What are the potential research applications of phospho-T821 RB1 analysis in cancer therapeutics?

The site-specific phosphorylation of RB1 at T821 has several potential applications in cancer therapeutic research:

• CDK inhibitor response prediction:

  • The phosphorylation status of T821 may serve as a biomarker for sensitivity to CDK4/6 inhibitors

  • Monitoring T821 phosphorylation during treatment could provide early indicators of drug efficacy or resistance development

• Synthetic lethality screening:

  • Identify compounds that are selectively lethal to cells with aberrant T821 phosphorylation patterns

  • Develop combination therapies targeting cells with specific RB1 phosphorylation profiles

• Targeting RB1 phosphorylation-dependent functions:

  • Research shows that T821 mono-phosphorylation influences oxidative phosphorylation gene expression

  • This suggests potential for metabolic targeting in tumors with specific RB1 phosphorylation patterns

• Apoptosis sensitization strategies:

  • Since T821 dephosphorylation is associated with apoptotic responses , agents that promote specific dephosphorylation of this site might sensitize cancer cells to apoptotic stimuli

  • PNUTS inhibitors could potentially increase PP1 activity toward T821 and promote apoptosis in cancer cells

• Site-specific phosphorylation in different cancer types:

  • Creating a catalog of T821 phosphorylation patterns across cancer types

  • Correlating these patterns with clinical outcomes and therapeutic responses

How can computational approaches enhance our understanding of T821 phosphorylation in the context of the RB1 protein structure?

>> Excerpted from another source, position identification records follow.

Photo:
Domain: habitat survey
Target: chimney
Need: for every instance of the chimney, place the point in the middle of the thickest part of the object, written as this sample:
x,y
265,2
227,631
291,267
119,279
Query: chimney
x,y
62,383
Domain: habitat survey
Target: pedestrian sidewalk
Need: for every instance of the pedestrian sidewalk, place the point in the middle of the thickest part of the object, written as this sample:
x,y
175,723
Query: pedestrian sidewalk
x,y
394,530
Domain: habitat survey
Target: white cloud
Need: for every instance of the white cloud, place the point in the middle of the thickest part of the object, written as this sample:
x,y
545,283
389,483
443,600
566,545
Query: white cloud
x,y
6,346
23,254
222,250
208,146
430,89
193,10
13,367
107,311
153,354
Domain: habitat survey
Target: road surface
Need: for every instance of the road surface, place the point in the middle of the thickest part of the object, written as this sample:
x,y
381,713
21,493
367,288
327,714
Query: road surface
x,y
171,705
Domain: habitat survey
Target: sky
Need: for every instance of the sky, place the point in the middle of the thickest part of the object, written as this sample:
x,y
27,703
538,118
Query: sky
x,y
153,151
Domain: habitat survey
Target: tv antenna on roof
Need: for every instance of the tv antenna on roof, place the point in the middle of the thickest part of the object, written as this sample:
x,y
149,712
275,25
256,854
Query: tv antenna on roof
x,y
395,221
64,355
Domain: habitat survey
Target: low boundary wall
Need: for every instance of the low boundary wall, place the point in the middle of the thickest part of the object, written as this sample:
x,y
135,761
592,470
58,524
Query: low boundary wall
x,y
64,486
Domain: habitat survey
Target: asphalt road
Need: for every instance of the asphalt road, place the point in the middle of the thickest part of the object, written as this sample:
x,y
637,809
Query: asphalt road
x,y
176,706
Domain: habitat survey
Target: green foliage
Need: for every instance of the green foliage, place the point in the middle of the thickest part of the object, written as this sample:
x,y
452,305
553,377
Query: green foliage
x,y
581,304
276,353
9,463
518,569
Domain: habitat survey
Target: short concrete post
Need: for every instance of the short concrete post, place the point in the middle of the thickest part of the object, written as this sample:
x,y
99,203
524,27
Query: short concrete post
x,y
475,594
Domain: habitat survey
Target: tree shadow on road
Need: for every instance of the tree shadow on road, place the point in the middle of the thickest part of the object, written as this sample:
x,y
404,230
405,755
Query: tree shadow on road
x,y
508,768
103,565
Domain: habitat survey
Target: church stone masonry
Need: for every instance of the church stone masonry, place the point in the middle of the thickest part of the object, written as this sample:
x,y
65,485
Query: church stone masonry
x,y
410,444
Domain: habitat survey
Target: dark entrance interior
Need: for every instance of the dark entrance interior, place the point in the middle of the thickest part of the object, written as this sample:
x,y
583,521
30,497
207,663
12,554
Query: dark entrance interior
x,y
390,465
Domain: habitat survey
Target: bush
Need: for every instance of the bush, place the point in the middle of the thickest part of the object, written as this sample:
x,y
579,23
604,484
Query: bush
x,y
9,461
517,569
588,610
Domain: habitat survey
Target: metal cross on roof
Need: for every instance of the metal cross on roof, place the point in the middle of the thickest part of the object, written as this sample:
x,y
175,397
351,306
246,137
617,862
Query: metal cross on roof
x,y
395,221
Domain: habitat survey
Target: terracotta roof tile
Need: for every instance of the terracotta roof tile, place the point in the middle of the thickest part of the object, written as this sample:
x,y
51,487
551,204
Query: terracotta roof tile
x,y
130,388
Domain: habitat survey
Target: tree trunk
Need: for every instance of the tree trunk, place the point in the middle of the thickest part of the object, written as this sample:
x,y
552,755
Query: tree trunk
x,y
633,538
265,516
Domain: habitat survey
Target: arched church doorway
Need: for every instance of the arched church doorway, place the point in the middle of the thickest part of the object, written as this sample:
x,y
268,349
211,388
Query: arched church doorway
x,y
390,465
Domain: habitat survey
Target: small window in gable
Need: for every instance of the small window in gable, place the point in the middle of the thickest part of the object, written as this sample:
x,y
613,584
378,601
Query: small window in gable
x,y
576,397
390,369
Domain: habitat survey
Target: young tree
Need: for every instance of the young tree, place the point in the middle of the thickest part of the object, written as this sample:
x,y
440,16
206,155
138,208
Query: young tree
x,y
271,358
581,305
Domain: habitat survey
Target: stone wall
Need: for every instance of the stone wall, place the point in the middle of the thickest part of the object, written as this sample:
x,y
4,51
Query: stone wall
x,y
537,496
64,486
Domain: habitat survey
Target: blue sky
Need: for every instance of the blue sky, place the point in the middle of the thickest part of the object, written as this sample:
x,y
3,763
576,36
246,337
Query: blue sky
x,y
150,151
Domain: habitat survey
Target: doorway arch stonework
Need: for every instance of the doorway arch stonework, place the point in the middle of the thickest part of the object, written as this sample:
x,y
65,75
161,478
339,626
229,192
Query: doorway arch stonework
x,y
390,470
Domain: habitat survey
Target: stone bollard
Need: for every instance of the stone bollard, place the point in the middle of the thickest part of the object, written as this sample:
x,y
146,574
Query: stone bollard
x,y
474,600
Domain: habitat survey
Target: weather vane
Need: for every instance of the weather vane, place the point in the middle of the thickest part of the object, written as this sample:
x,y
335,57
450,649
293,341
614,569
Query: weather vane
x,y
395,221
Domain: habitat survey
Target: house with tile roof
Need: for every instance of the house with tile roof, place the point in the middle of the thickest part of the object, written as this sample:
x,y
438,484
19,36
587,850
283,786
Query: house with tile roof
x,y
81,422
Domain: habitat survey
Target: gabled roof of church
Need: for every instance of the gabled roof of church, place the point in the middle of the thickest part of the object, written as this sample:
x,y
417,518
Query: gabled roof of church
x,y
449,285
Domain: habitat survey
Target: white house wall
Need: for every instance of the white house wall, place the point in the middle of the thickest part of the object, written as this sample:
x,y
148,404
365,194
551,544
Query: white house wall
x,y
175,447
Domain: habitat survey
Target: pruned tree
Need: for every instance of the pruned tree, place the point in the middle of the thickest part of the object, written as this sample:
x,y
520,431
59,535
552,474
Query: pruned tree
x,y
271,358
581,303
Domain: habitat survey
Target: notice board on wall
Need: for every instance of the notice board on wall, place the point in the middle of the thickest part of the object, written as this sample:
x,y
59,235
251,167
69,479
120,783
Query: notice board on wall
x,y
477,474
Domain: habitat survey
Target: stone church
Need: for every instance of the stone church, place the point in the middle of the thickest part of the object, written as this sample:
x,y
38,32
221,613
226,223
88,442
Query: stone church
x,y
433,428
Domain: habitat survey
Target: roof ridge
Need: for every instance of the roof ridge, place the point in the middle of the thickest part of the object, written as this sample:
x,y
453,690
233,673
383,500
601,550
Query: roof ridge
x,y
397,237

Computational methods offer powerful tools for understanding the structural and functional implications of T821 phosphorylation:

• Molecular dynamics simulations:

  • Model the conformational changes induced by T821 phosphorylation

  • Compare with other phosphorylation sites to identify unique structural consequences

  • Predict how these changes affect protein-protein interactions, particularly with E2F transcription factors

• Integrative structural biology:

  • Combine crystallographic data, NMR, and cryo-EM to build comprehensive models of RB1 in different phosphorylation states

  • Visualize how T821 phosphorylation alters the pocket domain and C-terminal interactions

• Protein interaction network analysis:

  • Predict potential phosphorylation-dependent interaction partners beyond E2F

  • Identify conditional protein interactions specific to T821 phosphorylation state

• Machine learning approaches:

  • Analyze proteomic data to identify patterns in phosphorylation combinations

  • Predict functional outcomes based on specific phosphorylation signatures

  • Develop predictive models for therapeutic responses based on phosphorylation patterns

• Systems biology modeling:

  • Integrate T821 phosphorylation into comprehensive cell cycle regulatory networks

  • Model the dynamic changes in T821 phosphorylation throughout the cell cycle and in response to various stimuli

  • Predict system-level consequences of altered T821 phosphorylation

These computational approaches can generate testable hypotheses about the structural basis for the unique functions of T821 phosphorylation observed in experimental studies.